At Redcon Company for Construction, Planning Team Leader Mohamed Abdel Gawad shares the same beliefs as Ali. Redcon has also decided to reduce its workforce to half its size. “The result was less productivity not to mention the mental stress the virus has caused among employees,” Abdel Gawad says. “Most of them are worried… besides the delivery delays of the material we need on construction because of the curfew,” he explains.
In terms of employment, Gawad says “new employment is suspended by 90% across all companies at the moment. The layoff of employees or salary reduction is the current trend and I expect it to continue for a while,” he shares.
Then comes the issue of on-site workers, those who are considered unorganized labor. As Abdel Gawad sees, “They are the ones to suffer the most.” With halting projects and laying off people, those on call professions are to lose their source of income and will resort to other professions for survival whether legal or not!
A few weeks ago, employees in SIAC Construction Company started sharing their conditions and their mistreatment on social media and that led Invest-Gate to talk to complainers to report their cases. Youmna Elgohary, a civil engineer at SIAC, confirms, “The company has laid off more than 100 workers in a week and I am one of them.” This came despite the recommendations of President Abdelfattah El-SISI and the ongoing work in this sector. “A lot of those laid-off have been working for the company for over 10 years,” she adds.
The story went viral, leading the company to reply in a way that was deemed unsatisfactory. For re-structural reasons, and “according to the type of business required to be implemented in the next stage, many of our manpower have been re-housed in other jobs and it is the usual procedure, while we were unable to find job opportunities for others due to the needs and quality of work during the current and future stage,” the official statement reads.
Some other firms stepped up to combat the current economic pressure due to the outbreak effect, while protecting its employees’ status and their safety. Mohammed Alaa, marketing specialist at Mona Hussein Design House, elaborates how his company tried to combat the virus saying, “Most people consider interior design a luxury service. As usual, luxury services are greatly influenced by the local economy. Of course, this causes countless suffering in the marketing and sales departments but it is not permissible in any way that we stop advertising campaigns to save costs.”

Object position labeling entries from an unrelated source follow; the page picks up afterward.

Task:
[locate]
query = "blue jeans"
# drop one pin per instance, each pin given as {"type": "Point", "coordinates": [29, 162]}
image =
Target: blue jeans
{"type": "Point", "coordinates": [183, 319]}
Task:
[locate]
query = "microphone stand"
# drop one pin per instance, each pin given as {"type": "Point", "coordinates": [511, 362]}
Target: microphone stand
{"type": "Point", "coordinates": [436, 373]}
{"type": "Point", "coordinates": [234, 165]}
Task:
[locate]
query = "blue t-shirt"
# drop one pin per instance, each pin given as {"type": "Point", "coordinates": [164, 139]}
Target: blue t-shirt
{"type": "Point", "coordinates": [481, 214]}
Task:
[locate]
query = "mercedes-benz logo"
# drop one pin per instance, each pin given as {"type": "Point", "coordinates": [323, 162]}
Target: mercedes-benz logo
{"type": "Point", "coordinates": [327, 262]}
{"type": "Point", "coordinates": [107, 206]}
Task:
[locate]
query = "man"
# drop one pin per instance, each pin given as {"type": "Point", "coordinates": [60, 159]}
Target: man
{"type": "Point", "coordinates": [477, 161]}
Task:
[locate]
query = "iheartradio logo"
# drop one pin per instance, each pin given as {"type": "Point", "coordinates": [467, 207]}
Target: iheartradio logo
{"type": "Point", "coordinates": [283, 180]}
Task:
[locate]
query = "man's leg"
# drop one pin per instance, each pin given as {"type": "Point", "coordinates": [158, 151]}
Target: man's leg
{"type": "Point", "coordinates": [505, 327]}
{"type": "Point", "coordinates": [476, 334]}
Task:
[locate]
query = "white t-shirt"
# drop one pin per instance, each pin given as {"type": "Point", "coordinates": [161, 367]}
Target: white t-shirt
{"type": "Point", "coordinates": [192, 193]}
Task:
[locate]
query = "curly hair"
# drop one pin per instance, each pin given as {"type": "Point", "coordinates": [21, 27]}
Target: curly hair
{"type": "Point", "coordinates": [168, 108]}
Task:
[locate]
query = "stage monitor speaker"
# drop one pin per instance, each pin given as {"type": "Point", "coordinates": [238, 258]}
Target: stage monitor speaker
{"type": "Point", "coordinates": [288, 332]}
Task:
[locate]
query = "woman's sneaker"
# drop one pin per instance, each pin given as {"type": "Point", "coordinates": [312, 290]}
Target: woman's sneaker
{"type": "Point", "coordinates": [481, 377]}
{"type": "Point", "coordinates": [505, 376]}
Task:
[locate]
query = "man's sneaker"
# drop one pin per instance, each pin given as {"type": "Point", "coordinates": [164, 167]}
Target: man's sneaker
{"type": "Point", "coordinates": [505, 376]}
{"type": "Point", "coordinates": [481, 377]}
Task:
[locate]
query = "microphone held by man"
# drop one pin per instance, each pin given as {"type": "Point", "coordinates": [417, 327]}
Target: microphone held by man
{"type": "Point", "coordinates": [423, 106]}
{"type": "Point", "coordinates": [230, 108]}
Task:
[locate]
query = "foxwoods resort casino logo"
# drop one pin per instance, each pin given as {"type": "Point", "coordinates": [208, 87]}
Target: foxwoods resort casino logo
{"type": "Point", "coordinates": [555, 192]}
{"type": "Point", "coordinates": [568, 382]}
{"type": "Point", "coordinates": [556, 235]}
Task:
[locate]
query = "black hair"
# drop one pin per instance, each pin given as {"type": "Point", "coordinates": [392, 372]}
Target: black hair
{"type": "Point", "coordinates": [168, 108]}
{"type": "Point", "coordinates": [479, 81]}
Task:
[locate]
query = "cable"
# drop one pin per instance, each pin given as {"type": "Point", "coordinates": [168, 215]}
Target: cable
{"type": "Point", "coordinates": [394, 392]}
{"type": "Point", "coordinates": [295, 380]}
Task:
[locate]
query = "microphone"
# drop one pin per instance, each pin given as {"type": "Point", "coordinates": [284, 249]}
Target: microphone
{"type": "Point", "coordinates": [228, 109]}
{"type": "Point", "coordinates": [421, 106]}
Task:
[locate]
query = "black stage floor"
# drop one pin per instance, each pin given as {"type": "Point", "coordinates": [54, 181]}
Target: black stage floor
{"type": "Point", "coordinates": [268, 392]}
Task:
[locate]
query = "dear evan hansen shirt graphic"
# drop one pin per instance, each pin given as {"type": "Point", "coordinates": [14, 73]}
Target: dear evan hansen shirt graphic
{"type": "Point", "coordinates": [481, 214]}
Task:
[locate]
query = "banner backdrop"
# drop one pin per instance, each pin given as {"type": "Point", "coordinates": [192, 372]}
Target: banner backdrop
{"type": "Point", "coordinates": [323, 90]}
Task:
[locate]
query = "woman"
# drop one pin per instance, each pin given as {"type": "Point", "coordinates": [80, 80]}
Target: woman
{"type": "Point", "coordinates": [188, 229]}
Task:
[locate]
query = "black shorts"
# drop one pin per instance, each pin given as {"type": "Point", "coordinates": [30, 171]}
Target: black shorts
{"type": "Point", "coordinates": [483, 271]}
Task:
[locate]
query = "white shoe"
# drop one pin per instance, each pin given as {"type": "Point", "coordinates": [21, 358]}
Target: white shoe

Additionally, “We do not stop marketing activities to save costs. We have to invest more in marketing at present, especially digital marketing. The most beneficiary who will be ready when the crisis ends,” Alaa confirms.
On his part, Founder and Managing Director of IDIA Design Ehab Mokhtar confirms, “Our employees are our asset.” He explains, “We have been working to ensure the safety and well-being of our employees and workers through issuing the work-from-home policy for our office employees while minimizing the number of workers on-site through distributing them over different rotational shifts to avoid crowdedness.”
IDIA ensures maintaining jobs for its company family members, while arranging “our project work timeline strategically to guarantee a smooth workflow towards delivering our services with the highest quality we promised our clients,” Mokhtar explains.
The economic impact of COVID-19 is inevitable and it is only those firms that can strategically rise to the occasion not now but when this is all over. Invest-Gate will continue to monitor the situation and report the latest in the real estate industry and all its branches.